Im Wald und auf der Kreide

Neue Erlebnispfade im Nationalpark Jasmund

Der Nationalpark Jasmund ist um zwei Informationsangebote reicher. So gibt es nun einen Wald- und einen Kreidepfad. Die neuen Angebote im Freien informieren zu den Tricks der Natur und zu ihrer Schutzwürdigkeit. Sie regen spielerisch zum achtsamen Umgang mit Naturschätzen an.

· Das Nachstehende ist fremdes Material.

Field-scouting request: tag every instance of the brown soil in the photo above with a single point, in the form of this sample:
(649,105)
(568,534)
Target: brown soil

Der kleinste Nationalpark Deutschland weist die höchste Besucherdichte je Hektar aus. „Die Faszination der Kreideküste, aber auch die Welterbe-Buchenwälder locken jährlich über eine Millionen Menschen hier her. Die Erlebnispfade sind ein weiterer Baustein, um die sensible Natur erlebbar zu machen. Gleichzeitig öffnen sie die Augen für die Zerbrechlichkeit und den Schutz der Natur,“ fasste Minister Dr. Till Backhaus die Motivation zu dem Projekt zusammen. Er eröffnete die Pfade im Oktober 2020.
Etwa eine Millionen Gäste besuchen jährlich den Nationalpark Jasmund. Die hohe Zahl der Besucher konzentriert sich rund um das Nationalpark-Zentrum KÖNIGSSTUHL, an der angrenzenden Kreideküste und auf dem Weg dorthin, von Hagen kommend. Viele Naturfreunde sind naturbewusst im Schutzgebiet unterwegs. Einige, eher arglos, ohne Wissen um die Schutzwürdigkeit, um die Gefahren und um angemessenes Bewegen und Verhalten zum Schutz von Leben und Natur. Gerade in dieser Saison ging mit einem erhöhten Besucheraufkommen auch ein hoher Anteil wenig informierter Besucher einher. „Eine geschickte und verständliche Lenkung, verbunden mit einer ansprechenden Information der Besucher bleibt unser großes Anliegen. Der Pfad ist für die Besucher präsent, aber nicht aufdringlich“, sagte dazu Claudia Hameister, kommissarische Leiterin des Nationalparkamtes Vorpommern. Der Nationalpark Jasmund ist ein Wald-Nationalpark. Die Buchenwälder adelte die UNESCO zum Welterbe. Deshalb thematisierten Nationalparkamt und -Zentrum auch Buchenwälder und eingeschlossene Moore. Auf der anderen Seite nimmt die Kreideküste zwar nur einen kleinen Flächenanteil an, ist jedoch aufgrund ihrer Faszination beliebt und bekannt. Der zweite Pfad widmet sich deshalb dem Thema Kreide.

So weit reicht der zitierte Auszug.